The more plausible solution is for Congress by act to remove presidential executive acts from the jurisdiction of lower courts, requiring suit to be brought originally in the Supreme Court. That would close this back door effort to circumvent the Constitutional separation of powers.
There’s no chance of Congress doing anything until there’s wholesale change in its makeup or the people finally revolt.
This is what happens when the congress doesn’t do its job. First of all those judges must be impeached and removed from office. Second congress should be allowed to write ambiguous laws that allows for court interpretation.

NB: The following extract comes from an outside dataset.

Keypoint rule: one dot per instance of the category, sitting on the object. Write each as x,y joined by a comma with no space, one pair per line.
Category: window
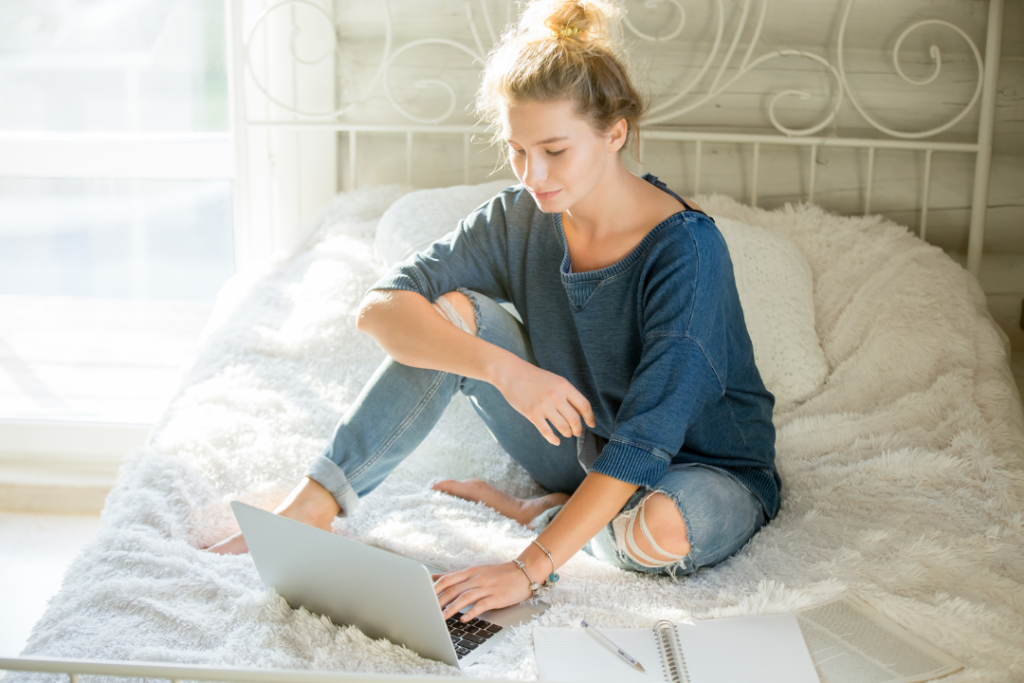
116,227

If impeachment is politically impossible, the Judiciary had better come up with a internal stop… b/c these frivolous injunctions invite more of the same… The liberal judges only get away with this stuff b/c they flaunt precedent and the law, knowing full well there is no “other side” that will do the same. There are activist jurists on the left, and then the jurists who honor the law, and the principles and are not inclined in the least to overstep or instigate. So it’s always on the left. And there is no push-back…ever. No pause, for ” what if the other side did this too? “… because by definition, the other side never would and in fact goes out of it’s way to be as neutral as possible and when unable, they recuse themselves.
This same dynamic of endeavoring to be as neutral as possible and, when unable, to recuse themselves is what has been at play with Jeff Sessions and the muh-Russia investigation. Sessions is trying to restore the idea that the Department of Justice should be run by rule of law. Lord knows, that is not how the previous regime operated.
Given just the suspicion of impropriety, Sessions recused himself so that he could set the standard to which all should attain. But the problem is that it is easy to bandy about suspicions. It is also easy (for Dems) to sit on efforts to resolve whether the suspicion had merit in the first place. That took Sessions out of his oversight capacity and has enabled Rod Rosenstein to continue the effort to effect a coup of the duly elected President. (Yes, I truly believe that Rosenstein is complicit here.)
We are on the precipice of whether we can remain a nation whose guiding principle is the rule of law, or whether rule of law is shredded so badly that we succumb to the Orwellian disorder which is the law is whatever the favored few declare it to be.